Theorem 18.2 Let \(\mu>1\) and the offspring variance \(\sigma^2<\infty\). Then on the explosion set \(\{X_t\to \infty\}\):
\(\bar{\mu}_t \to \mu \qquad \mbox{a.s.}\);
\(\sqrt{\frac{X_t}{\sigma^2}} (\bar{\mu}_t -\mu) \to N(0,1)\),
where \(N(0,1)\) is a standard normal random variable and the convergence is in distribution.
A forth censored estimator, \(\tilde{\mu}_{t,T}\) for \(\mu\) based on the sample scheme (OS5), is defined as follows. \[ \tilde{\mu}_{t,T}=\frac{X_{t+1}+X_{t+2}+\ldots +X_{t+T}}{X_t+X_{t+1}+\ldots +X_{t+T-1}}, \] which can be considered as a version of \(\hat{\mu}_t\) setting \(t = 0\) or of Lotka-Nagaev estimator for \(T = 1\).
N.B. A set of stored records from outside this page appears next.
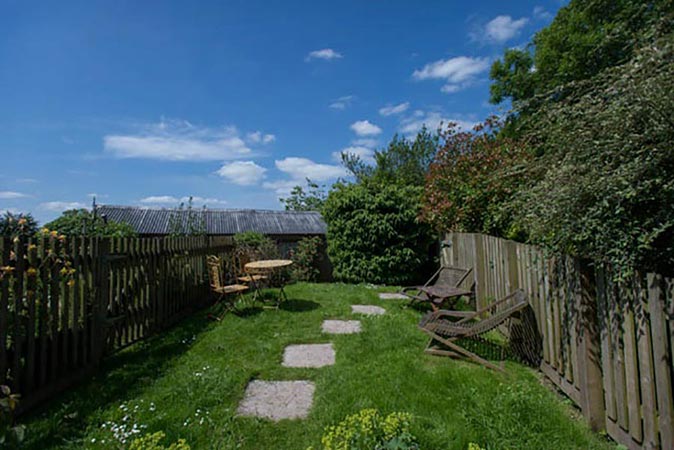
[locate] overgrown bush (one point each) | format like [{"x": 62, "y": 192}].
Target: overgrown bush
[
  {"x": 369, "y": 430},
  {"x": 374, "y": 234},
  {"x": 472, "y": 176},
  {"x": 604, "y": 185},
  {"x": 306, "y": 257}
]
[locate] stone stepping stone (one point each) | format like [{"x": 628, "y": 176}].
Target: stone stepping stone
[
  {"x": 341, "y": 326},
  {"x": 370, "y": 310},
  {"x": 392, "y": 296},
  {"x": 309, "y": 355},
  {"x": 277, "y": 400}
]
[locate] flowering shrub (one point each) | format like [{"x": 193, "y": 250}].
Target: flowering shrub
[
  {"x": 369, "y": 430},
  {"x": 472, "y": 176},
  {"x": 151, "y": 442}
]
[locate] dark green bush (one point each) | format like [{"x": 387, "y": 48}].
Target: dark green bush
[
  {"x": 374, "y": 235},
  {"x": 306, "y": 257}
]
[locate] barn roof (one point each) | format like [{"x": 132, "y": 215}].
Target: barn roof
[{"x": 219, "y": 221}]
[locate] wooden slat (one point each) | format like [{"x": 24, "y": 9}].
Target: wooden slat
[{"x": 662, "y": 357}]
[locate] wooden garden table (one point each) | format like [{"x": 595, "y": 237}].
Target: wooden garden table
[{"x": 268, "y": 266}]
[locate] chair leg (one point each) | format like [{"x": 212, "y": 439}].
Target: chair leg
[{"x": 463, "y": 352}]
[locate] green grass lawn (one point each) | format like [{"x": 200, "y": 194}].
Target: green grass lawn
[{"x": 188, "y": 383}]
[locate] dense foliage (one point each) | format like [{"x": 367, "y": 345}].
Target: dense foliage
[
  {"x": 604, "y": 184},
  {"x": 17, "y": 225},
  {"x": 473, "y": 175},
  {"x": 374, "y": 234},
  {"x": 307, "y": 257},
  {"x": 81, "y": 222},
  {"x": 585, "y": 38}
]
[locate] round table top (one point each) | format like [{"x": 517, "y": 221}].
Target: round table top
[{"x": 268, "y": 264}]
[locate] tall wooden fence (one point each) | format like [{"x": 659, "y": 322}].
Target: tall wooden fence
[
  {"x": 66, "y": 303},
  {"x": 608, "y": 345}
]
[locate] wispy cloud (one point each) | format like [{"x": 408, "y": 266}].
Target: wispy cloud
[
  {"x": 365, "y": 128},
  {"x": 258, "y": 137},
  {"x": 178, "y": 140},
  {"x": 11, "y": 195},
  {"x": 342, "y": 102},
  {"x": 541, "y": 14},
  {"x": 59, "y": 206},
  {"x": 326, "y": 54},
  {"x": 500, "y": 29},
  {"x": 433, "y": 120},
  {"x": 458, "y": 73},
  {"x": 298, "y": 169},
  {"x": 243, "y": 173},
  {"x": 390, "y": 110},
  {"x": 175, "y": 201}
]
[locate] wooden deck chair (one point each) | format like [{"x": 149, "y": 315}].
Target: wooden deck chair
[
  {"x": 442, "y": 330},
  {"x": 221, "y": 289},
  {"x": 446, "y": 276},
  {"x": 253, "y": 280}
]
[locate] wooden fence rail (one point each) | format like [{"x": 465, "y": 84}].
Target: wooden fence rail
[
  {"x": 66, "y": 303},
  {"x": 608, "y": 345}
]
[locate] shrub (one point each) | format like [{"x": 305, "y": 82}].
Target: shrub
[
  {"x": 374, "y": 234},
  {"x": 472, "y": 176},
  {"x": 17, "y": 225},
  {"x": 307, "y": 257},
  {"x": 151, "y": 442},
  {"x": 369, "y": 430}
]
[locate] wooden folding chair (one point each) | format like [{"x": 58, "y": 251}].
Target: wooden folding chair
[
  {"x": 228, "y": 294},
  {"x": 445, "y": 332}
]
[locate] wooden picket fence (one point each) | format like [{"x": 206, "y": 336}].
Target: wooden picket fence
[
  {"x": 66, "y": 303},
  {"x": 608, "y": 345}
]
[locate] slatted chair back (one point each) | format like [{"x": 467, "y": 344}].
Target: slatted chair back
[
  {"x": 449, "y": 276},
  {"x": 215, "y": 272}
]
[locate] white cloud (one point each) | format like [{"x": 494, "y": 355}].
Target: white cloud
[
  {"x": 411, "y": 125},
  {"x": 342, "y": 102},
  {"x": 541, "y": 14},
  {"x": 60, "y": 206},
  {"x": 174, "y": 201},
  {"x": 458, "y": 72},
  {"x": 389, "y": 110},
  {"x": 301, "y": 168},
  {"x": 10, "y": 195},
  {"x": 503, "y": 28},
  {"x": 326, "y": 54},
  {"x": 258, "y": 137},
  {"x": 364, "y": 153},
  {"x": 178, "y": 140},
  {"x": 365, "y": 128},
  {"x": 243, "y": 173},
  {"x": 365, "y": 142}
]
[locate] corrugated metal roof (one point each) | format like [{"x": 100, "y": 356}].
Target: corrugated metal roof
[{"x": 219, "y": 221}]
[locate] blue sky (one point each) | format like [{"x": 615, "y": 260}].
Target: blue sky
[{"x": 146, "y": 103}]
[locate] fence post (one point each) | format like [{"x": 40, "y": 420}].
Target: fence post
[
  {"x": 100, "y": 327},
  {"x": 589, "y": 344}
]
On the explosion set, the estimator \(\tilde{\mu}_{t,T}\) is consistent and asymptotically unbiased when \(t\to \infty\) for fixed \(T\) and \(T\to \infty\) for fixed \(t\).
As previously noted, if \(\mu\le 1\) then \(X_n\to 0\) almost surely; so, as \(n\to \infty\) we are left with only a finite number of observations. It should be clear then that there exists no consistent estimator for any unknown parameter. In fact, even when \(\mu >l\), if \(p_0>0\), there is a positive probability of extinction and once again there cannot exist consistent estimators on the whole space.
However, some consistency results will be possible in any of the following situations:
if it is conditioned upon non-extinction or upon \(X_n>0\);
if the sample is observed conditional on the total progeny tending to infinity;
if the initial number of ancestors tends to infinity
if there is immigration added so 0 is not an absorbing state.
These four situations will not be considered here.